Yesterday I wrote a column in the Hill criticizing hair-triggered responses to the controversy over the sentencing recommendation in the case of Roger Stone. This included former prosecutors who did not see the need to confirm critical facts before demanding the resignation of Barr. Former Deputy Attorney General Donald Ayer called Barr, his former colleague in the Bush Administration, “unAmerican.” It is a disgraceful attack on someone who has served his country for decades with distinction. Just as many (including myself) have denounced President Donald Trump for calling opponents disloyal or traitorous, this personal attack should also be roundly denounced by all sides in this controversy.
Ayer went on CNN with Wolf Blitzer to question not just the judgment and integrity but the patriotism of Barr. He stated “The reason I say he’s un-American…is that the central tenet of our legal system and our justice system is that no person is above the law. Bill Barr’s vision is that there is one man—one person—who needs to be above the law and that is the president.” The statement is wildly unfair and inaccurate. Indeed, Barr has repeatedly stated that he believes a president can be impeached for abuse of power as well as obstruction and other violations. He has also stated that a president can be criminally prosecuted after he leaves office.
Ayer has previously shown similar quick judgment in such controversies. In October, just as the Ukrainian scandal was emerging, Ayer signed a letter with George Conway and others demanding a rapid impeachment. There were only a few weeks of stories on the developing scandal. However, this was before the testimony of key witnesses were even heard by Congress. Nevertheless, Ayer declared with his co-signers that “These acts, based on what has been revealed to date, are a legitimate basis for an expeditious impeachment investigation, vote in the House of Representatives and potential trial in the Senate.”

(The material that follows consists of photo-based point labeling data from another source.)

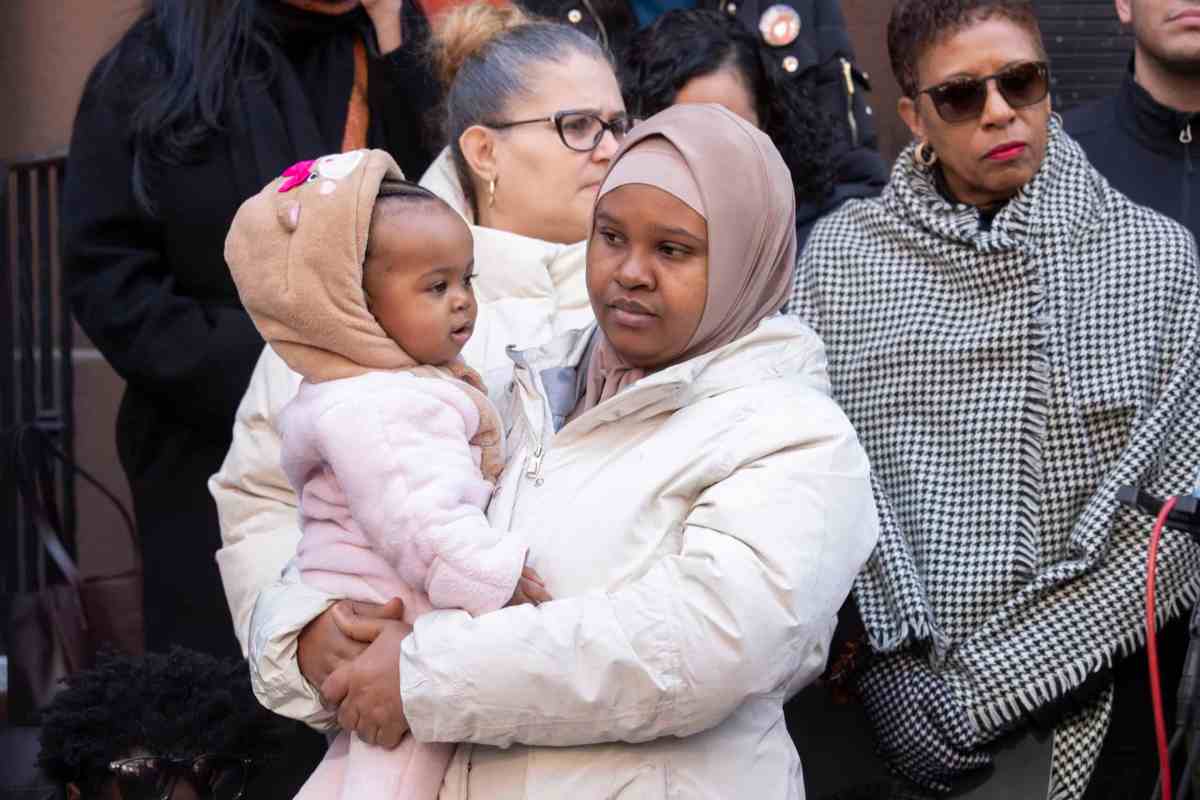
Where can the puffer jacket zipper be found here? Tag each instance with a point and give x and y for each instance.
(1186, 140)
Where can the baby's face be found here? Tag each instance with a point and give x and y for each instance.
(418, 280)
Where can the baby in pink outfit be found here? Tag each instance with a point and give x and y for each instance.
(361, 282)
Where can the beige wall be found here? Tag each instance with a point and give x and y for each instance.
(47, 48)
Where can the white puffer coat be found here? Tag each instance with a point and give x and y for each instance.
(699, 531)
(528, 292)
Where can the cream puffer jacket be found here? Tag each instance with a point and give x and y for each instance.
(699, 533)
(528, 292)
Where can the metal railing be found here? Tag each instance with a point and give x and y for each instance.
(36, 338)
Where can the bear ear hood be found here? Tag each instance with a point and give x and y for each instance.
(295, 251)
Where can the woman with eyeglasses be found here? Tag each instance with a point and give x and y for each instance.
(1014, 340)
(533, 118)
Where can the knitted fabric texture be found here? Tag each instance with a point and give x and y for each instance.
(1006, 383)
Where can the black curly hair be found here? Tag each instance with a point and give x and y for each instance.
(179, 703)
(688, 43)
(916, 24)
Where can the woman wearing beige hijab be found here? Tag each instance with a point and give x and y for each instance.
(699, 507)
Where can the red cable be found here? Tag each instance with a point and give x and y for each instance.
(1156, 685)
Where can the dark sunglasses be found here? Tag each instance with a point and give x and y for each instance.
(580, 131)
(964, 98)
(154, 777)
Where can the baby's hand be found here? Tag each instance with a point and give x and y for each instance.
(529, 589)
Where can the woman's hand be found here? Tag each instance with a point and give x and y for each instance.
(385, 19)
(328, 642)
(366, 690)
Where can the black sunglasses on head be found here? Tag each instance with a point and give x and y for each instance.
(154, 777)
(964, 98)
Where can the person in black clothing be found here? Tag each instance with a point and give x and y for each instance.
(197, 107)
(705, 56)
(1143, 138)
(805, 41)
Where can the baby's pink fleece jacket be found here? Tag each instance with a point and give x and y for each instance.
(391, 492)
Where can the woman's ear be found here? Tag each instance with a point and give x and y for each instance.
(911, 115)
(478, 145)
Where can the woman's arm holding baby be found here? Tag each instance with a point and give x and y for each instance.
(745, 608)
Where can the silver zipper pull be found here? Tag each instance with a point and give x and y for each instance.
(847, 73)
(534, 470)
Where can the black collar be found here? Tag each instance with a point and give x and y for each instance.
(1156, 126)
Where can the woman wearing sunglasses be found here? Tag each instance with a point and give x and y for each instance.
(175, 726)
(533, 116)
(1013, 340)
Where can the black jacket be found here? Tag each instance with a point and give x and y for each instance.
(1144, 149)
(822, 54)
(154, 294)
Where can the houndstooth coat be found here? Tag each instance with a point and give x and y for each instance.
(1006, 382)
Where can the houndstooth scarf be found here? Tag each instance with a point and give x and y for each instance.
(1006, 382)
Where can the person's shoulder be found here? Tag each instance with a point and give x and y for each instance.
(841, 234)
(1145, 239)
(129, 67)
(779, 362)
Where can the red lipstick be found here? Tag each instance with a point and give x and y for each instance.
(1006, 151)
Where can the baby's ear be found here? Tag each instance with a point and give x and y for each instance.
(289, 216)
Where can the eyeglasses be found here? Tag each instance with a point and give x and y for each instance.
(154, 777)
(580, 131)
(964, 98)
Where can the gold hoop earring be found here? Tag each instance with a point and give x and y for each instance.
(925, 155)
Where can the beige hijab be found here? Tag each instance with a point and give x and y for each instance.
(731, 174)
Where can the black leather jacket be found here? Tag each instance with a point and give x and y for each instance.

It was an extraordinarily premature conclusion — much like the pattern shown in the current controversy. Even in the hearing in December, I cautioned against the rush to impeach in December. The only two impeachable offenses that I saw as conceptually and constitutionally viable were abuse of power and obstruction of Congress but testified that the record would not currently support such claims. Ultimately, the Committee dropped the other counts that I testified against and went with the two that I discussed. However, it has unwisely kept to its pledge to impeach by Christmas despite the obvious gaps and conflicts in the record.
Ayers however had reached his conclusion months before on the need to move quickly to impeachment. Before even hearing from Barr, he now feels certain enough to call not just for Barr’s resignation but to denounce him as “unAmerican.” For its part, CNN correctly calls out Trump for such irresponsible rhetoric but did not even question the basis or propriety of such an ad hominem on Barr.
Ayer also signed a letter claiming that Trump was clearly guilty of obstruction of justice, a claim that I addressed in my testimony before the Judiciary Committee as unsupportable on the basis of the code and the case law. That count was also rejected in favor of an obstruction of Congress claim, which itself was prematurely approved by the House and ultimately rejected by the Senate.
As I stated in yesterday’s column, there are legitimate questions raised by the change in the recommendation and the resignation of the prosecutors. However, there is also countervailing information supporting Barr that has been uniformly ignored, including disclosures that he made in this ABC interview where he criticized the President for his tweets.
Perhaps Ayer has inside information proving such allegations. If so, he should share it. If not, he should exercise a modicum of restraint in assuming unethical conduct. It is even more unprofessional to not just declare such acts to be unethical but also declare a person as “unAmerican” on such limited information.